Os componentes, normalmente vinculados aos terreiros de candomblé, têm consciência de grupo, valores e hábitos que os distinguem de qualquer outra entidade no Carnaval. Para quem não conhece o candomblé e seus cânticos, a sensação é de que seja apenas um bloco carnavalesco diferente, mas trata-se de uma expressão simbólica a reverenciar ancestralidades pelas ruas. Segundo pesquisa e publicação patrocinada pelo IPAC – Desfile de Afoxés – em 1902, os afoxés pediram licença à Prefeitura para desfilar, o que lhes fora negado gerando intenso debate na imprensa. Em 1906, foram publicadas medidas para regulamentar o Carnaval no jornal “A Bahia” e, entre estas, uma proibição à “exhibição de clubs de costumes africanos, candomblés”.
Filhos de Gandhy – o mais famoso e com maior contingente, fundado em 1949 – expressa uma raiz indiana (asiática), não propriamente africana como os demais, sob o lema da paz professada pelo Mahatma Gandhi, também é originário de estivadores. Seus primeiros “lençóis brancos” teriam sido oferecidos por prostitutas do cais.
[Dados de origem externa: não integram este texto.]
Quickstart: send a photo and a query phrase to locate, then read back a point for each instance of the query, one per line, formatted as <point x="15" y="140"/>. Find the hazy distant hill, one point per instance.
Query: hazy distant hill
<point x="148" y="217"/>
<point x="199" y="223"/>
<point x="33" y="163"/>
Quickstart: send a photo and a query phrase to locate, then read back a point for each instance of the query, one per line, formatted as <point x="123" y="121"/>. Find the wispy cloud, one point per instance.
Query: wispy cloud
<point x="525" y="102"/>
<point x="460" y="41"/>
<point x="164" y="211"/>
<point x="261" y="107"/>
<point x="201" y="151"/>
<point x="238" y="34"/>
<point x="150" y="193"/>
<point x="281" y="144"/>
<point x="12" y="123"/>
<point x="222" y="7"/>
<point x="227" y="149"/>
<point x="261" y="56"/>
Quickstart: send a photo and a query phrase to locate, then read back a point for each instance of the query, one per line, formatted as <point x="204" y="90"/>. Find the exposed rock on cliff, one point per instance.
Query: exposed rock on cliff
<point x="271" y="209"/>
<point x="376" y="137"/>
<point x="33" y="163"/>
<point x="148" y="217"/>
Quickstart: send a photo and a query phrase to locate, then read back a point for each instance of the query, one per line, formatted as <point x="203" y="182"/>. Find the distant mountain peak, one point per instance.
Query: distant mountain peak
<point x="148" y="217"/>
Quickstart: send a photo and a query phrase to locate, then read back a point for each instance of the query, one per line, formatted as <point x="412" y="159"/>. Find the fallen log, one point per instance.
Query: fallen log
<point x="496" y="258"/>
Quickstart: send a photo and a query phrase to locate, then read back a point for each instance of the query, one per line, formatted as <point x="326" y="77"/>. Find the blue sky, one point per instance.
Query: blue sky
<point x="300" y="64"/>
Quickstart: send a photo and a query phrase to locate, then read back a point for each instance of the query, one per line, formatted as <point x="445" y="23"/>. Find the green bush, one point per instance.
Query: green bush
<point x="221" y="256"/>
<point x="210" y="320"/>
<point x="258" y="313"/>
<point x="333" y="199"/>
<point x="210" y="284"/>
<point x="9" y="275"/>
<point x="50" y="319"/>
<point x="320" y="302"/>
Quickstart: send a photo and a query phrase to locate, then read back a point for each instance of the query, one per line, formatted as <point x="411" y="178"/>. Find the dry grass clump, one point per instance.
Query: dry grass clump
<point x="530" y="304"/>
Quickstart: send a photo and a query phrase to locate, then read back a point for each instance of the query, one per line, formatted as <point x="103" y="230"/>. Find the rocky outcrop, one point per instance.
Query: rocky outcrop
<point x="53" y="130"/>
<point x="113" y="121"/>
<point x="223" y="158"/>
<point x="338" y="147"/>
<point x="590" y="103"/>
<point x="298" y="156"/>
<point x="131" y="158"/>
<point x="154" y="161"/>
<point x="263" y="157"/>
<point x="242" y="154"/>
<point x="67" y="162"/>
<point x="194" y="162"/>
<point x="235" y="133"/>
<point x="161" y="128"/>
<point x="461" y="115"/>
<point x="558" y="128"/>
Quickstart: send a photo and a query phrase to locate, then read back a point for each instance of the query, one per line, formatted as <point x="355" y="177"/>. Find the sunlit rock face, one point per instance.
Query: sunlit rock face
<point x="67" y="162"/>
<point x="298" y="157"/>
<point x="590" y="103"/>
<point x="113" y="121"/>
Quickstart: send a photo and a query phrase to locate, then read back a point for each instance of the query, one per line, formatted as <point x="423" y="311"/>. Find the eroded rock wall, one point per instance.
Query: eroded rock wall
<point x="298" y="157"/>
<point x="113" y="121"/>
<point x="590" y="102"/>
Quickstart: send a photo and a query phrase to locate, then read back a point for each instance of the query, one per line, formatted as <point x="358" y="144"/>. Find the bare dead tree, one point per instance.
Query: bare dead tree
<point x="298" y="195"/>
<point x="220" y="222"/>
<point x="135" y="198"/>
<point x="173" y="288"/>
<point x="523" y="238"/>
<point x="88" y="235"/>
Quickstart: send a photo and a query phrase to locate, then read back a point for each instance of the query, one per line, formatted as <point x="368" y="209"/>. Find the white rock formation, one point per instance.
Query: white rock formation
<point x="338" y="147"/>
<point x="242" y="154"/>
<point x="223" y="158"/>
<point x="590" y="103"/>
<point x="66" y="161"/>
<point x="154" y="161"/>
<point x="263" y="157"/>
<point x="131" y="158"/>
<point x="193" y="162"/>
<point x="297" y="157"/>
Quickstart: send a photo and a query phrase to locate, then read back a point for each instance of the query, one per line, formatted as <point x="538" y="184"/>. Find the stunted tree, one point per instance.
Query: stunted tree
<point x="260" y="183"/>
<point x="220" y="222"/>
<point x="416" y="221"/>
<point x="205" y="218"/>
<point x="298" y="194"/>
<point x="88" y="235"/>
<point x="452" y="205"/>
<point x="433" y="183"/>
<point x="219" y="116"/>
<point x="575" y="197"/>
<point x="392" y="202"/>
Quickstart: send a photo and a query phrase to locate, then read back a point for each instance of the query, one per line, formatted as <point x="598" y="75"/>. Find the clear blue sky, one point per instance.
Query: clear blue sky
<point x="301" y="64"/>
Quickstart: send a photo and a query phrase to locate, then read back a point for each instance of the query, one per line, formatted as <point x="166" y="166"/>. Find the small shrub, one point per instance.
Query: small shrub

Os dirigentes do afoxé têm sido alvos de críticas por não participarem de atividades em defesa de interesses da raça negra, e por não promover atividades culturais ou educativas, como assegura Ednaldo Sanana, presidente da Associação Baiana e da Federação Brasileira dessas agremiações.
Mantenedores de verdadeiros pontos de cultura, os afoxés aliam integração comunitária à educação e possibilitam aulas de dança e música, elementos constitutivos da cultura negra, considerando, ainda, a íntima relação entre corpo e ritmo como fator estruturante para diversos níveis de sociabilidade. E, assim, desejar que os anunciadores do futuro nos toquem cada vez mais próximo.